Click HERE to download our bulletin from Sunday, October 23, 2016.
Unplugged. There is a sense of transparency and honesty that comes when musical artists go back to the basics without modifying the sound or creating special effects. There is something neat about getting back to the basics; all natural, simple, pure.
Ours is a church that celebrates worship in song, unplugged. While the song leader’s voice is amplified to help everyone follow him, everyone else just sings. No guitars, no percussion and no keyboards.
To my knowledge, singing has rarely been a controversial topic because the Bible tells us to do it and singing holds the power to open the doors to our heart. We all know the sudden sensations we feel when we hear a certain song that reminds of us of a time in our lives; joyful and painful memories are triggered by certain tunes, taking us emotionally right back to the moment. Music connects to the heart!
Actually, singing serves several important purposes. For example, Paul tells the church in Colossae that it is an important part of coming together to teach one another, to express our gratitude to God and to release the emotions of the heart before our God.
15 Let the peace of Christ rule in your hearts, since as members of one body you were called to peace. And be thankful. 16 Let the message of Christ dwell among you richly as you teach and admonish one another with all wisdom through psalms, hymns, and songs from the Spirit, singing to God with gratitude in your hearts. 17 And whatever you do,whether in word or deed, do it all in the name of the Lord Jesus, giving thanks to God the Father through him. (Colossians 3:15-17, New International Version)
Paul’s letter to the church in Ephesus stresses the importance of being filled with the Spirit, singing to one another as well as connecting our hearts to God in a spirit of thanksgiving:
18 Do not get drunk on wine, which leads to debauchery. Instead, be filled with the Spirit, 19 speaking to one another with psalms, hymns, and songs from the Spirit. Sing and make music from your heart to the Lord,20 always giving thanks to God the Father for everything, in the name of our Lord Jesus Christ. (Ephesians 5:18-20, New International Version)
So, we sing. Sometimes it is not too pretty to the ear because there are no qualifiers about whether or not anyone can carry a tune or keep in time. When I asked a sister who is hearing impaired how she sings she immediately answered, in sign, “With my heart!”

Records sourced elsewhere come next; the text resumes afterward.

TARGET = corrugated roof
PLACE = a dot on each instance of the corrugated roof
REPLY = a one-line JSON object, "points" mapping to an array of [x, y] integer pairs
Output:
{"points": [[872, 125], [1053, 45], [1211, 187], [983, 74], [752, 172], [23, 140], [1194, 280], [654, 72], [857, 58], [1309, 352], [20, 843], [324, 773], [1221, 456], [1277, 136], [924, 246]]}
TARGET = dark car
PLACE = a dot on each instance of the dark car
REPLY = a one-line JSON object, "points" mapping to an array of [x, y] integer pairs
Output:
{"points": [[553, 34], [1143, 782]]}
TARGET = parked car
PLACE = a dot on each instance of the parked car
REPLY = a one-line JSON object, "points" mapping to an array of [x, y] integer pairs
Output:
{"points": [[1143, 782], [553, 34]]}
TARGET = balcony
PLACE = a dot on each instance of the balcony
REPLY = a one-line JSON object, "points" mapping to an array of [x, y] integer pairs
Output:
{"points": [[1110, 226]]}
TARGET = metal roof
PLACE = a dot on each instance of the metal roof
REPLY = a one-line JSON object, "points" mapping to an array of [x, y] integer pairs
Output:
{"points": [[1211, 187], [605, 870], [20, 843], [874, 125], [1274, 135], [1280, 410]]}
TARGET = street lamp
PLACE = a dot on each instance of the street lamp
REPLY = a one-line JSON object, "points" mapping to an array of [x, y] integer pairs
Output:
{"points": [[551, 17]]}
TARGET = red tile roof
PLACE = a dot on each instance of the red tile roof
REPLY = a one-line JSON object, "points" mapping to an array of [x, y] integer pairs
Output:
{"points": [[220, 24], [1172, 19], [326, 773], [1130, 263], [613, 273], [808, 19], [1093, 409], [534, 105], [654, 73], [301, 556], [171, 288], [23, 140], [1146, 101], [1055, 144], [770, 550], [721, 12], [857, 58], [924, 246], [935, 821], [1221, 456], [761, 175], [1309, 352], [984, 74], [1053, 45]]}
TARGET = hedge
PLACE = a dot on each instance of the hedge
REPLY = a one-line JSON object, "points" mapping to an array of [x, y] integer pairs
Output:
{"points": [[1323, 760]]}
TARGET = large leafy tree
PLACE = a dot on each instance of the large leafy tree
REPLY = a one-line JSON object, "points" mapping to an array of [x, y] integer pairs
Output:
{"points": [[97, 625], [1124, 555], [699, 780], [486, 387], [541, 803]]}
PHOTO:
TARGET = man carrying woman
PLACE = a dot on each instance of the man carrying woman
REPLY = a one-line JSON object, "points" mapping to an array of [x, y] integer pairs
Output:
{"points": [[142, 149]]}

We simply choose to go unplugged when we sing together. Why? Because singing is a matter of the heart; all natural, simple, pure. We ‘unplug’ so our hearts can ‘plug in’ to God and one another with songs of the heart. Of course, there are many other ways for us to do this such as prayer, reflecting and meditating upon God’s word, caring for one another, sharing in communion, listening to contemporary Christian music and more. Singing just taps into God’s Spirit as He cries out with our own spirits: “Glory!”
Sometimes we have conversations about whether to sing the old songs or the new; so we try to sing both. Plus, when we gather together we can spontaneously choose songs that reinforce the teaching, reading and prayers. No practice, no rehearsals; just sing with all of our hearts.
Keith Lancaster, the founder of the a cappella vocal singing group, Acappella, has some great things to say about singing:
Years ago I sat in front of a brother who obviously could not hold a tune but who sang out as though he were the star performer on an opera stage. Initially, I felt slightly annoyed until I asked myself, “I wonder what God is hearing?”
That question changed everything for me because I knew the answer: God’s listening to his heart!
When we contemplate what Jesus requires for His followers, humility is a key concept that underlies every aspect of our faith and hope. For example, consider the following, personal questions:
Is it possible to have confidence in what I know, to be secure in my salvation and to know the truth without it effecting how I see other people who may disagree with me, who believe differently than me or who do not understand the truths the same way that I understand them….and not judge whether or not they are right or wrong, saved or lost, thinking clearly or thinking poorly?
This was the challenge of the Pharisee (last week’s lesson: Luke 18:9-14) and, Jesus tells us that even though he was confident that he did the right things in the right ways for the right reasons he was still not justified before God.
Who was justified?
The tax collector who probably did not keep the law as carefully as the Pharisee and who realized that he had nothing to which to point that he could offer in order to be justified. “God, have mercy on me, a sinner” was his simple plea. Jesus tells us that he was the one who was justified, not the Pharisee.
When Jesus said “I am the way and the truth and the life. No one comes to the Father except through me” He meant it. I am not justified by the blood of Christ AND anything! No one is.
The works that we do are the fruit of what God does in us through the blood of Jesus Christ. We do not judge the world by the fruit we bear but by the one who rescued us when we were helpless to save ourselves. We do not justify ourselves before God by the good He has done in us but in the fact that the blood of Christ cleanses us from all of our sin. This is our only plea. “For,” Jesus says, “all those who exalt themselves will be humbled, and those who humble themselves will be exalted. (Luke 18:14).
Today we will review last week’s lesson on humbling ourselves before God and talk about what true humility before God looks like. Jesus says it’s innocent, trusting and simply dependent, just like little children.